Glue ETL: cross region write to Iceberg failing

0

I have an Glue ETL job that runs in one region (eu-central-1) and successfully reads source data from an S3 bucket in a different region (us-east-1). I would like to write the output of the transformations I am performing to an S3 location in the same region as the source (us-east-1).

This works for the following formats:

  • Parquet
  • Hudi
  • Delta

It does not work for Iceberg, which is the format I require.

Here is my code (created through the visual editor):

import sys
from awsglue.transforms import *
from awsglue.utils import getResolvedOptions
from pyspark.context import SparkContext
from awsglue.context import GlueContext
from awsglue.job import Job

args = getResolvedOptions(sys.argv, ['JOB_NAME'])
sc = SparkContext()
glueContext = GlueContext(sc)
spark = glueContext.spark_session
job = Job(glueContext)
job.init(args['JOB_NAME'], args)

# Script generated for node AWS Glue Data Catalog
AWSGlueDataCatalog_node1711553291421 = glueContext.create_dynamic_frame.from_catalog(database="raw", table_name="us_source", transformation_ctx="AWSGlueDataCatalog_node1711553291421")

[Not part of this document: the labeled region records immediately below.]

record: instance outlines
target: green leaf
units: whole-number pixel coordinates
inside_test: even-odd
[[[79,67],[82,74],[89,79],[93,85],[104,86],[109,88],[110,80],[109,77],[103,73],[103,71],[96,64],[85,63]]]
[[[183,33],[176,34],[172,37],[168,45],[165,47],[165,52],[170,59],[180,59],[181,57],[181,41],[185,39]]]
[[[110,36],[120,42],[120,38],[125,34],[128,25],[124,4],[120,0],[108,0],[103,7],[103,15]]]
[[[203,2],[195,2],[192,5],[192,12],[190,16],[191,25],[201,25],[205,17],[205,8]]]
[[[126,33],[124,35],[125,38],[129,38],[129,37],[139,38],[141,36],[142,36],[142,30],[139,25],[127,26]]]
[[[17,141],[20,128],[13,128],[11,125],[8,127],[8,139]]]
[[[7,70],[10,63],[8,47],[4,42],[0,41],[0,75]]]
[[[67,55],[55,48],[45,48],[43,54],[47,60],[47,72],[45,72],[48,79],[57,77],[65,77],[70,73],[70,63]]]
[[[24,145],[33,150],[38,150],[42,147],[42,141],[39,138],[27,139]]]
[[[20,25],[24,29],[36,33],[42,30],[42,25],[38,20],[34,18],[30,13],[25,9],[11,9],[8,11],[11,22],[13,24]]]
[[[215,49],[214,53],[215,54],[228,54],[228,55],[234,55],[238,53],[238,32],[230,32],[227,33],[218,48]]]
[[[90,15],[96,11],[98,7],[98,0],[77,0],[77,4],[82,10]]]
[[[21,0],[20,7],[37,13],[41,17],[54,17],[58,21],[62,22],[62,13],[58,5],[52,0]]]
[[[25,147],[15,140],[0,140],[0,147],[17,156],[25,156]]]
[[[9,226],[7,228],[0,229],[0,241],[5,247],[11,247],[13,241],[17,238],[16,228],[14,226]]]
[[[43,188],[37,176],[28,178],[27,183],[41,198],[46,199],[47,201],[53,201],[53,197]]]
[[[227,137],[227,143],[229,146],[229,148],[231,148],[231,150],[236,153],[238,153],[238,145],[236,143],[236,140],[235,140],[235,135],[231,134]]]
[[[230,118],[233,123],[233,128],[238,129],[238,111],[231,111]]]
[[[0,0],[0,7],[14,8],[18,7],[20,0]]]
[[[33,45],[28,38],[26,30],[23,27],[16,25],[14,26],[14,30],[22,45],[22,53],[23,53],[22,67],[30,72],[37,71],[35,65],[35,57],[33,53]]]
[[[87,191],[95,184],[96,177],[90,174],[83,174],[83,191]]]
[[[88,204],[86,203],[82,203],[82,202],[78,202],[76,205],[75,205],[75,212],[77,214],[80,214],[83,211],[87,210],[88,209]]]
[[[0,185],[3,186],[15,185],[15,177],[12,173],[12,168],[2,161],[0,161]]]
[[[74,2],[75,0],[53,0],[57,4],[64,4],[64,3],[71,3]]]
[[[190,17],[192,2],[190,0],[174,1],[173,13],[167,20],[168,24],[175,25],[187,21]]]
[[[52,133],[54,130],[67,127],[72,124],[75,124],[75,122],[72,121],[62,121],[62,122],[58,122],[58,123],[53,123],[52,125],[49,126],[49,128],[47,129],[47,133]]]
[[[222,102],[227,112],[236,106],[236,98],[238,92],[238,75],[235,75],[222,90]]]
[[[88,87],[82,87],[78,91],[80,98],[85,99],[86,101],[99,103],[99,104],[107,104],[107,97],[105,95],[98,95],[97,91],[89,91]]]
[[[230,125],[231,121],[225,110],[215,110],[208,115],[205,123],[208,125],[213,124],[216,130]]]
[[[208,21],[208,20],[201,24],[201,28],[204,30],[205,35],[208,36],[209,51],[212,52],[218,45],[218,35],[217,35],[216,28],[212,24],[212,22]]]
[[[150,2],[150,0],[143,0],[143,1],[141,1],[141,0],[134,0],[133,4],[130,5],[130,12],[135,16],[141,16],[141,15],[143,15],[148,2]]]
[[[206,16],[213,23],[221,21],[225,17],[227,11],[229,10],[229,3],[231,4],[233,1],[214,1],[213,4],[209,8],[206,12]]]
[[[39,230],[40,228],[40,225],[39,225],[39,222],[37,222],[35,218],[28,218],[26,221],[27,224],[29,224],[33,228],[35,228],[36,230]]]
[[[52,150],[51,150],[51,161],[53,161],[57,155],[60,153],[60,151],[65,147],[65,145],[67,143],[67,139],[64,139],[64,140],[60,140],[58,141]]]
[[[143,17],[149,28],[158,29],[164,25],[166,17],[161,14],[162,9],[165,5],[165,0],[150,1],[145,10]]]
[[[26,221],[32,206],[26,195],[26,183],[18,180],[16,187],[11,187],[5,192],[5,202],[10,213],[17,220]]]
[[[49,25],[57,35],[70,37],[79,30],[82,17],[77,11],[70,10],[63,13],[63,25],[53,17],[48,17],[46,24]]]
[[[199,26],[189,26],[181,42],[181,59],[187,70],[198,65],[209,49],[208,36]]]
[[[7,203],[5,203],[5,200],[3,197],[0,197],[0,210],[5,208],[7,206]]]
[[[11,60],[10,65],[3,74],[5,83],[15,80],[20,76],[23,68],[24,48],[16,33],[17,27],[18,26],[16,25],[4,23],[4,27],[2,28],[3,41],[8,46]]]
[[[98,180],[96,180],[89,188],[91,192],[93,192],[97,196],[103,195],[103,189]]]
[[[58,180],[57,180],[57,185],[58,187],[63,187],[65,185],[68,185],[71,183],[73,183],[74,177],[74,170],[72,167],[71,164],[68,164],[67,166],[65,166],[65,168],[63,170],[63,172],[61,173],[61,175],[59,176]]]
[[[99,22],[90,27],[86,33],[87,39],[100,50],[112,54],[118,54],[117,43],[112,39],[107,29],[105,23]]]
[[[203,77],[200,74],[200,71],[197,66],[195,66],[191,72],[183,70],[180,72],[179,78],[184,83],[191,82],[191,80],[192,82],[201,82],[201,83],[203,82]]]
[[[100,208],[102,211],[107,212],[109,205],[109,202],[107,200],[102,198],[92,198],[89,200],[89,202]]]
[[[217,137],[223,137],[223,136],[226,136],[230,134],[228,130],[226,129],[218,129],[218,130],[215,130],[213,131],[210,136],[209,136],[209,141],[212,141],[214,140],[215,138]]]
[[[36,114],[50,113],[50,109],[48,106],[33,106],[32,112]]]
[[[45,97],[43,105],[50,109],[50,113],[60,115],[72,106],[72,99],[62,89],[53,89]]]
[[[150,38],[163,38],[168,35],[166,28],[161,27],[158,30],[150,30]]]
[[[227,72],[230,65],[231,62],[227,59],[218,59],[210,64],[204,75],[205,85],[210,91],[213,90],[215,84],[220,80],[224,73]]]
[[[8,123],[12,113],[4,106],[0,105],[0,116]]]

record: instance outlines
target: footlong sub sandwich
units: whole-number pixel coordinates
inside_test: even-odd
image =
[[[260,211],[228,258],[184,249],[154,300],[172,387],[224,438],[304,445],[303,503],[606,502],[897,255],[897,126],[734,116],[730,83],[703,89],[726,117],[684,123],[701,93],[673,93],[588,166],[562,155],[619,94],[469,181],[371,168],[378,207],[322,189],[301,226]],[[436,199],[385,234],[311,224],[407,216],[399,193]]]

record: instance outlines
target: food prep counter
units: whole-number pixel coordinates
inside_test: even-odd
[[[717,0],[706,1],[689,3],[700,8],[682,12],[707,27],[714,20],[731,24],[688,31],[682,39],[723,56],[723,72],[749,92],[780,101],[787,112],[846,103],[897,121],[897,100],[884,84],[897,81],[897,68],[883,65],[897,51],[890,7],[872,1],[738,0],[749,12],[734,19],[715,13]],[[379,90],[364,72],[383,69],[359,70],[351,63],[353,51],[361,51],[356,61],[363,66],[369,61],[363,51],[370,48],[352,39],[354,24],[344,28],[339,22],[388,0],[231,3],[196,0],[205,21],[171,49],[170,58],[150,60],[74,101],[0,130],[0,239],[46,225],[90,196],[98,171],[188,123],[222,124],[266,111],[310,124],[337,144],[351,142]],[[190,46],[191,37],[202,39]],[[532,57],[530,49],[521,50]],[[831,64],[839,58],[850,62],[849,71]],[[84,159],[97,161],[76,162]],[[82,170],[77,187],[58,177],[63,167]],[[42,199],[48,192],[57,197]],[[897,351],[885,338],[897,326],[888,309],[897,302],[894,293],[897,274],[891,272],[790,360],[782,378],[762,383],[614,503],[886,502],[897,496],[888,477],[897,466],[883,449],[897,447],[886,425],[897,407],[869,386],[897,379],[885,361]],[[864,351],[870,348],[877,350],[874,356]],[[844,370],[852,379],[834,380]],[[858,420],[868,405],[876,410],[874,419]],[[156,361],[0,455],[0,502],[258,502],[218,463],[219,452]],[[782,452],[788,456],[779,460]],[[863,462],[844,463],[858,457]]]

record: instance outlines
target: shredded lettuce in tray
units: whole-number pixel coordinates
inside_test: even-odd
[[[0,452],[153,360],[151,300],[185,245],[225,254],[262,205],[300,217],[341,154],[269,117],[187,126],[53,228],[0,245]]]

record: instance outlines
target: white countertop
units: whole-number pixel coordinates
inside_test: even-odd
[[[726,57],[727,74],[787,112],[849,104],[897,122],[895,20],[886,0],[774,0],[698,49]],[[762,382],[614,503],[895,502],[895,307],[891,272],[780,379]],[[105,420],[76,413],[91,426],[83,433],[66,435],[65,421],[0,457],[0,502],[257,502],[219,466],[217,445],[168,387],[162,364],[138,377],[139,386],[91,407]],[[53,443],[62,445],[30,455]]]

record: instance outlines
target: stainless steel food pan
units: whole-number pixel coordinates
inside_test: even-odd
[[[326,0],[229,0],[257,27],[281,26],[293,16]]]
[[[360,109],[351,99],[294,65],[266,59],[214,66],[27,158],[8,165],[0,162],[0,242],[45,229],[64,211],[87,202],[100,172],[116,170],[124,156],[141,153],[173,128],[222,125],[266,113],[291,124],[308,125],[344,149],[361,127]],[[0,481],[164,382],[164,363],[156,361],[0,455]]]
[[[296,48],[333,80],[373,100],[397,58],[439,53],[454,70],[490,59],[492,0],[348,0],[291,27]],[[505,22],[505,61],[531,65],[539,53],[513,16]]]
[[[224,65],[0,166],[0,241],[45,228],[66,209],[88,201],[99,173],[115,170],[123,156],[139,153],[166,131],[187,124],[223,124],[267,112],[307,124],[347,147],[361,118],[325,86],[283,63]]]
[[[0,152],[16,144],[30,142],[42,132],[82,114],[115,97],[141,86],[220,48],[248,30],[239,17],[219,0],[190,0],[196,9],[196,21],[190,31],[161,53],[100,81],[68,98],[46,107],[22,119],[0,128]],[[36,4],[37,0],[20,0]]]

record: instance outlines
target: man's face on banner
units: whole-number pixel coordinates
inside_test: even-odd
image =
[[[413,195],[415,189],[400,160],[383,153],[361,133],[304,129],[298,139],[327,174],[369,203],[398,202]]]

# Script generated for node Amazon S3
additional_options = {"write.parquet.compression-codec": "gzip"}
tables_collection = spark.catalog.listTables("bronze")
table_names_in_db = [table.name for table in tables_collection]
table_exists = "sandbox_us_iceberg" in table_names_in_db
if table_exists:
    AmazonS3_node1711553556115_df = AWSGlueDataCatalog_node1711553291421.toDF()
    AmazonS3_node1711553556115_df        .writeTo("glue_catalog.bronze.sandbox_us_iceberg") \
        .tableProperty("format-version", "2") \
        .tableProperty("location", "s3://datalake-bronze/sensitive_data/sandbox_us/bronze/sandbox_us_iceberg") \
        .options(**additional_options) \
.append()
else:
    AmazonS3_node1711553556115_df = AWSGlueDataCatalog_node1711553291421.toDF()
    AmazonS3_node1711553556115_df        .writeTo("glue_catalog.bronze.sandbox_us_iceberg") \
        .tableProperty("format-version", "2") \
        .tableProperty("location", "s3://datalake-bronze/sensitive_data/sandbox_us/bronze/sandbox_us_iceberg") \
        .options(**additional_options) \
.create()

job.commit()

The error message I receive is: Error Category: UNCLASSIFIED_ERROR; Failed Line Number: 36; An error occurred while calling o143.create. Writing job aborted. Note: This run was executed with Flex execution. Check the logs if run failed due to executor termination. which is the line to create the Iceberg table.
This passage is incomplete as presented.